Thank you for the blessing brought to us by the stream!
Serving single parents brings joy and satisfaction
In the spring of 2009, my husband passed away, leaving me alone. Later, I moved to a small town in Pennsylvania near my son's home.
At that time, Professor Wen Yingqian, the director of the Gu Xishuipang Single Parent Families Association, invited me to participate in single parent ministry. I immediately agreed and served at the Thanksgiving gathering every year, from which I felt extremely happy and satisfied.
During the service, I encountered difficulties several times, but God helped me out with His grace. Once I ordered a roasted turkey. When I went to the restaurant to pick it up as promised, I discovered that although the turkey was cooked, it was cold. The manager immediately promised to use their large oven to help me heat it up, and sent staff to deliver it to the party site so that everyone could enjoy a delicious and delicious Thanksgiving meal.
After participating in the single-parent ministry for many years, I realized that if a person is determined to serve, God will give him the opportunity; as long as he does his best, God will always provide what he needs in time; when working with others, you must have a humble heart, because people are more important than things. . Seeing the smiles on the faces of these families, I think this is a beautiful reward from God!
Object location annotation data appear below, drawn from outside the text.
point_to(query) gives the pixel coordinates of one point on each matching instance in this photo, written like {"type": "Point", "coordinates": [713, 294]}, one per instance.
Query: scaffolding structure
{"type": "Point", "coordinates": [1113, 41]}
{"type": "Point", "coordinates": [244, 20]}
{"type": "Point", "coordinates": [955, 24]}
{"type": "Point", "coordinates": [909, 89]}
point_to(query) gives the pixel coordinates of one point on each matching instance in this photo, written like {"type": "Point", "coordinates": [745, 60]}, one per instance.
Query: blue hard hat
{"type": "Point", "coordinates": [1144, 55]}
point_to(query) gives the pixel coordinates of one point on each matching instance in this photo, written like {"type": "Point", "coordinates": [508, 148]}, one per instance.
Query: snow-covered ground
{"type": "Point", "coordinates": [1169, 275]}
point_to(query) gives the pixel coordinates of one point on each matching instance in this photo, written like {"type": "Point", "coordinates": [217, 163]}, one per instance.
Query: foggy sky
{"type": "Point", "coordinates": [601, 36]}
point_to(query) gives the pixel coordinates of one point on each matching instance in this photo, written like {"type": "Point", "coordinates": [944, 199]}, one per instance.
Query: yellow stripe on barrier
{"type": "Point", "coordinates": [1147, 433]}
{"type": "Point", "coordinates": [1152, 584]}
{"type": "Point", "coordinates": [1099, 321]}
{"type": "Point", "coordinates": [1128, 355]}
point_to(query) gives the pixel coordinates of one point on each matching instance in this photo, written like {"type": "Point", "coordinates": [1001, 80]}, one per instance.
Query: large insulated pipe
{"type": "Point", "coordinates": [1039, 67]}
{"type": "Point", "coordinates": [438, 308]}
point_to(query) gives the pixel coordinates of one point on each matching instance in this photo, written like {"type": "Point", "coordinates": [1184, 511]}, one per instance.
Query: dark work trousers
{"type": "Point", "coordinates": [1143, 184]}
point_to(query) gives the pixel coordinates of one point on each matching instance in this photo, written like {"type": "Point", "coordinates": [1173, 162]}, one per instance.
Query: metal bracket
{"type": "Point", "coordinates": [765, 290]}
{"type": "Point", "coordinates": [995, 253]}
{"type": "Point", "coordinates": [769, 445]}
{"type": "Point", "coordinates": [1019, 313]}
Tao Ying, from Shanghai, working as a computer engineer. After believing in Christ in 1993, she and her husband Xu Xinwei were baptized together. In 2009, her husband passed away due to illness and she became a single mother of three sons. After experiencing the pain of widowhood, I felt extremely burdened with caring for single parents. I often helped single mothers in need, served in the single-parent fellowship of the local church, and served as the director and acting president of the American Association for Care of Single-Parent Families by the River.